Este capítulo está dividido en tres partes:
i.
La manifestación de la
ira de Dios (v.1-9).
ii.
El sufrimiento del
pueblo de Dios (v.10-19).
iii.
La queja del profeta
Jeremías, ante tanto sufrimiento (v.20-22)
Por muchos años, Dios soportó con tremenda paciencia los pecados y la
rebelión de Su pueblo. Pero cuando vino
el juicio de Dios, llegó con fuerza. En
los primeros versos de este pasaje, Jeremías enfatiza el “furor”
de Dios contra Su pueblo (v.1-2). La ira
de Dios se derramó sobre Judá, como un fuego consumidor (v.3; Is 33:14 y Heb
12:29).
Es impactante notar los verbos: “Derribó”
(v.1); “Destruyó” (v.2); “Humilló” (v.2b); “Cortó” (v.3); “Quitó”
(v.6); “Desechó” (v.7). ¡Cuando Dios se propone manifestar Su ira,
los efectos son devastadores! La
hermosura de Israel fue derribada (v.1); “las
tiendas de Jacob” (= casas) fueron destruidas (v.2b); las fortalezas de la
nación fueron tiradas abajo (v.2c); los líderes del pueblo fueron quebrantados
(v.2d); el poderío de Judá fue cortado.
El fuego de la ira de Dios devoró todo (v.3b), destruyendo todo lo que era
hermoso (v.4b). ¡Qué trágico!
Dios, que era el Pastor de Israel (Sal 23), se volvió Su enemigo (v.4-5), y
la ciudad de Jerusalén pagó un precio muy alto.

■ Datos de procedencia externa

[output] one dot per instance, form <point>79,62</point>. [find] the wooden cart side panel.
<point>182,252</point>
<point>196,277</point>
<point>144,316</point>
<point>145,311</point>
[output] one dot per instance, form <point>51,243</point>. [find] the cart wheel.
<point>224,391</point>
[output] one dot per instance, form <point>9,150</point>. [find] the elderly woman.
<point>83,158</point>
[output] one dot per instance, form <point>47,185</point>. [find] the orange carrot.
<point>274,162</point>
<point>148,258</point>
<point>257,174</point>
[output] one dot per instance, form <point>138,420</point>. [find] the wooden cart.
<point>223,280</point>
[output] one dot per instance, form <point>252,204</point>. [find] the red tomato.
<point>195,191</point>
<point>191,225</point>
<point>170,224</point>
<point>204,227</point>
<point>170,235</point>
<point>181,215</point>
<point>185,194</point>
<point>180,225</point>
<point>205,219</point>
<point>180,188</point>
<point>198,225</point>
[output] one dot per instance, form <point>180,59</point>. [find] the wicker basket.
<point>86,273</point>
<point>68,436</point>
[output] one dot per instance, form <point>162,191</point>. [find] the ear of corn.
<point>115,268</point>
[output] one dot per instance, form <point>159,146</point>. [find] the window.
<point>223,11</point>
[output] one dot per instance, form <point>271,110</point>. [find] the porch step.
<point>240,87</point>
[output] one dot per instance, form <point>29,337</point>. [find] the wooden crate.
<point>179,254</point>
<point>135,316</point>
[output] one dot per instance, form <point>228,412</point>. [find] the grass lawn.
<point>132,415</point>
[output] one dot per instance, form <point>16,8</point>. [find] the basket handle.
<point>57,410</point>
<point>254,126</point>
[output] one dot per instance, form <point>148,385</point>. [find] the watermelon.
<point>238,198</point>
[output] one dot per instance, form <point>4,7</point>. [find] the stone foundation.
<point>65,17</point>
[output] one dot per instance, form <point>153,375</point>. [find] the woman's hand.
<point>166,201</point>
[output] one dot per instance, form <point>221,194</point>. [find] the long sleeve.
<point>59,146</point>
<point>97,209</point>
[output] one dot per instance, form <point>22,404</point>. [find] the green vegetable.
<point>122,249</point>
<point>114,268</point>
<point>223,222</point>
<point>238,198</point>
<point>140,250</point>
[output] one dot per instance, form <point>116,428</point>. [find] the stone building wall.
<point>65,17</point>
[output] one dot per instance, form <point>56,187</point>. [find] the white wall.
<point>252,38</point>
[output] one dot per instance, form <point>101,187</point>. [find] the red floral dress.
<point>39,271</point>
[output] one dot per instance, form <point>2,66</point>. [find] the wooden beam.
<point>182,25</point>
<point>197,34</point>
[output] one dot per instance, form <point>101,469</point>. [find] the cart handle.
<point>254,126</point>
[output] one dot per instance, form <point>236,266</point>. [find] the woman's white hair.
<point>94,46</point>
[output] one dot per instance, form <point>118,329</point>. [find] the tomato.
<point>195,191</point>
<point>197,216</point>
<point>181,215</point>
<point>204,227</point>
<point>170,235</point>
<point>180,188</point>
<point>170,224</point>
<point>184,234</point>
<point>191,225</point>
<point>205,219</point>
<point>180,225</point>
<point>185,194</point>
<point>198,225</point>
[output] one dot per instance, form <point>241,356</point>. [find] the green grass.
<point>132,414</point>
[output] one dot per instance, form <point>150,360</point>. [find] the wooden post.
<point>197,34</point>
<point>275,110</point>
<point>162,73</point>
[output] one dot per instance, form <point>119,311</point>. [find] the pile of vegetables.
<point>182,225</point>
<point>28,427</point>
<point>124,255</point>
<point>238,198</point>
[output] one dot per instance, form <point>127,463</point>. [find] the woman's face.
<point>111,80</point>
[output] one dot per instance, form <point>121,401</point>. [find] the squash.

Todas las casas elegantes, como los “palacios”,
fueron destruidos (v.5); la ciudad quedó “como
enramada de huerto” (v.6a). Aun el templo sufrió los estragos de la ira de
Dios. El Señor hasta desechó Su
santuario y el altar (v.7a), porque todo estaba contaminado con el pecado. Como consecuencia, Su pueblo dejó de ofrecer
los sacrificios que Él había estipulado, y la gente se olvidó de las fiestas
espirituales y los días de reposo (v.6b).
Luego de tanta paciencia, el Señor estaba determinado destruir a Jerusalén
(v.8a). Por lo tanto, “Extendió el cordel”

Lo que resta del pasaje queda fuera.